Female urethral lesions are rare and a cause of major cure issues [9, 10]. Little is known about fistula cure in children. It is therefore logical to refer to techniques used in adult patient to manage this condition. The principles of vesicovaginal fistula cure may be applied to urethrovaginal fistula. Key points are excision of the fistula edge and separate closure of each layer. The main issue is exposure. One may use an abdominal approach or a vaginal approach. In the latter one, the patient is installed in lithotomy position or inverted lithotomy position allowing a better access to the fistula [7]. The transanorectal approach is another way to access complex fistulas or fistulas in infants [11]. By this way, the fistula is perfectly accessible and its management is made easier.
Xu series associate urethral stenosis with fistula. Urethrovaginal fistula management difficulties are linked to the risk of urinary incontinence following rehabilitation due to sphincter damage [10].

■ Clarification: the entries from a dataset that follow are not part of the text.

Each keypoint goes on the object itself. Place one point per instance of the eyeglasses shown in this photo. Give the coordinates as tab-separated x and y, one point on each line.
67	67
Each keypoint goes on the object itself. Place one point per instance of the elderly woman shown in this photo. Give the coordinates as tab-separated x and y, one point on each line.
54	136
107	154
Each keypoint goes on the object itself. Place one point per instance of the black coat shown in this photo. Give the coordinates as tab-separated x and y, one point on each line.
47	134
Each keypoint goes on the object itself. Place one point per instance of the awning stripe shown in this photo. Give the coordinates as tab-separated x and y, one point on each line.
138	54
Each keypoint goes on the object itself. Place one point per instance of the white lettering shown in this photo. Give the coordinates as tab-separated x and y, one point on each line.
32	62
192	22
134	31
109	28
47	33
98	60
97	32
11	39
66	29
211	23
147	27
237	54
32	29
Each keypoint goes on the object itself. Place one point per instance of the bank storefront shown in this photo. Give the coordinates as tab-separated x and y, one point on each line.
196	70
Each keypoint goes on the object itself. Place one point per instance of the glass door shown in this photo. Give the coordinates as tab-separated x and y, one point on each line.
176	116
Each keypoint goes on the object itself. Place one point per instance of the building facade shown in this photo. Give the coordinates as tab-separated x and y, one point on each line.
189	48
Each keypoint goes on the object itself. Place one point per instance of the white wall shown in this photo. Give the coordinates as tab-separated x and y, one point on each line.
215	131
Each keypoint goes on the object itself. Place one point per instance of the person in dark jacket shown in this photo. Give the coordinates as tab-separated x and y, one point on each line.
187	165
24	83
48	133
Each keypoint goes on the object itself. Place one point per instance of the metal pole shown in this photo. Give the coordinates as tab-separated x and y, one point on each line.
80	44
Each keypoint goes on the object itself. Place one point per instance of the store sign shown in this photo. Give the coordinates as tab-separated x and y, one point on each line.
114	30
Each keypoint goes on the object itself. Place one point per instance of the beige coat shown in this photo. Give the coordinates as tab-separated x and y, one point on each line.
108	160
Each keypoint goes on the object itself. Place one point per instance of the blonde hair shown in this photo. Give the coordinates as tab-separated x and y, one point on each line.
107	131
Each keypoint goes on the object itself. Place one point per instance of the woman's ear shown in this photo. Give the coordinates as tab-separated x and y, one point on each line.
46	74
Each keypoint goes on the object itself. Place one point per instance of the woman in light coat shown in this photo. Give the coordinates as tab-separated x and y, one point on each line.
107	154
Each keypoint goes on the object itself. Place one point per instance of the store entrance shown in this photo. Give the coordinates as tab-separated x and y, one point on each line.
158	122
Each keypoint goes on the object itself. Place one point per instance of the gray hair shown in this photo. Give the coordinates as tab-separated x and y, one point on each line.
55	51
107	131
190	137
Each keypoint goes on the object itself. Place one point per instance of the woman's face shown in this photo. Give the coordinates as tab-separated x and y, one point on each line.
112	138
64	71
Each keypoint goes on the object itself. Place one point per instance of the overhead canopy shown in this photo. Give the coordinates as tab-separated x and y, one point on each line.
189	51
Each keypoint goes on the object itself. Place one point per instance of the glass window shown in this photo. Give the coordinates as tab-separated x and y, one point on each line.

In our case the location was midurethral. We used a vaginal route with economic tissue resection. The fibrosis around the fistula was relatively easy to dissect. This allowed us to cure the fistula with a satisfactory postoperative result (no micturition disorder due to sphincter damage). In some cases, the surgical strategy is complex. In a case of fistula of the proximal urethra in a 6-year-old girl, the approach was abdominal [5]. This may be explained by fibrosis induced by previous interventions. In our case, the fistula was easily accessible by vaginal route and managed by a single suture without resecting much tissue. Tissue loss is a characteristic of urethrovaginal fistulas. Economic excision of a periurethral tissue is recommended because the narrowness of the operating field does not allow tissue interposition [3]. Our cure was relatively easy as it was the first attempt. The postoperative recovery was simple and immediate and long-term results were considered satisfactory. A cystography 14 days after the procedure is recommended before removing the tube [1]. We do not do cystography in practice. Complications are possible; it may be either urinary incontinence or a urethral stricture to the contrary [3]. These complications are feared and cannot be predicted. Ockrim et al. [2] have found no predictor of success for urethrovaginal fistula cure. In contrast, for a vesicovaginal fistula over 3 cm the absence of tissue interposition is the cause of failure of the treatment. The use of fibrin glue [12] improves outcomes.
4. Conclusion
The urethrovaginal fistula is rare in girls. It occurs mainly after a trauma. The circumstances of this trauma should be noted because a forensic aspect should be considered in the case of sexual violence. The treatment is made difficult by lack of tissue available for conventional treatment. In the case reported it was a linear fistula repaired easily with simple suites.
Conflict of Interests
The authors declare that there is no conflict of interests regarding the publication of this paper.
Acknowledgment
Thanks are due to Mr. DJO BI (International Language Office/Abidjan) for correcting the draft of this paper.